Lesson 2: Start with Forecasting, Then Expand to Optimization

The pilot's phased approach, deploying demand forecasting first and adding congestion optimization later, allowed the team to build operator trust and organisational capability before introducing more complex (and potentially disruptive) AI-driven recommendations. Utilities should resist the temptation to deploy end-to-end AI optimization from day one. Forecasting improvements deliver immediate, measurable value and create the foundation for more advanced applications.

Lesson 3: Regulatory Engagement Must Begin at Project Inception

Energinet engaged Forsyningstilsynet and the Danish Energy Agency from the pilot's inception, providing quarterly briefings on methodology, results, and risk management. This proactive approach meant that when the pilot transitioned to permanent operations, regulatory approval was straightforward. Utilities in other jurisdictions should map their regulatory stakeholders early and establish structured engagement processes, particularly around cybersecurity, market participation rules, and liability frameworks for AI-influenced dispatch decisions.

Lesson 4: Cross-Border Collaboration Multiplies Value

Interconnected electricity systems require coordinated forecasting.
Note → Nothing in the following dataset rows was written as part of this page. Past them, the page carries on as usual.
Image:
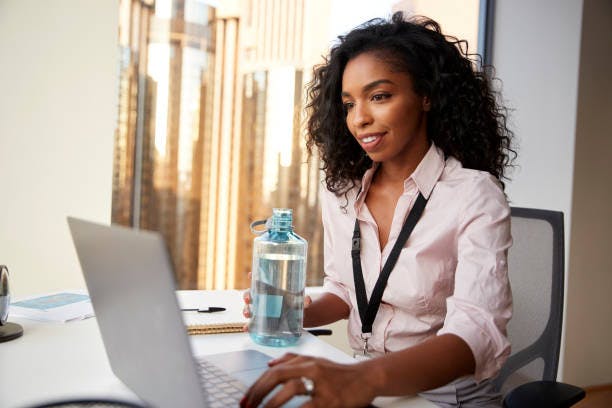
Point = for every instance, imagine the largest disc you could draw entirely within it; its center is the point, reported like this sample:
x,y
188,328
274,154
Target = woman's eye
x,y
347,106
380,97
AI models that incorporate cross-border data consistently outperform those limited to domestic inputs. European utilities should leverage ENTSO-E's data exchange frameworks to establish reciprocal data-sharing agreements with neighbouring operators. The marginal cost of integrating additional data sources is low relative to the improvement in forecast accuracy, particularly for systems with high interconnection capacity.

Sources

  • Ember. (2025). European Electricity Review 2025. London: Ember.
  • ENTSO-E. (2025). Annual Report on Balancing Costs and System Operations. Brussels: ENTSO-E.
  • Energinet. (2025). AI for Grid Operations: Pilot Programme Final Report. Fredericia: Energinet.
  • Danish Energy Agency. (2025). Denmark's Energy and Climate Outlook 2025. Copenhagen: Danish Energy Agency.
  • Ea Energianalyse. (2025). Independent Evaluation of Energinet's AI Grid Optimization Pilot. Copenhagen: Ea Energianalyse.
  • Technical University of Denmark. (2025). Machine Learning for Power System Operations: Lessons from the Danish Grid. DTU Wind and Energy Systems Report.
  • European Commission. (2025). Horizon Europe Clean Energy Transition Partnership: Project Results Summary. Brussels: European Commission.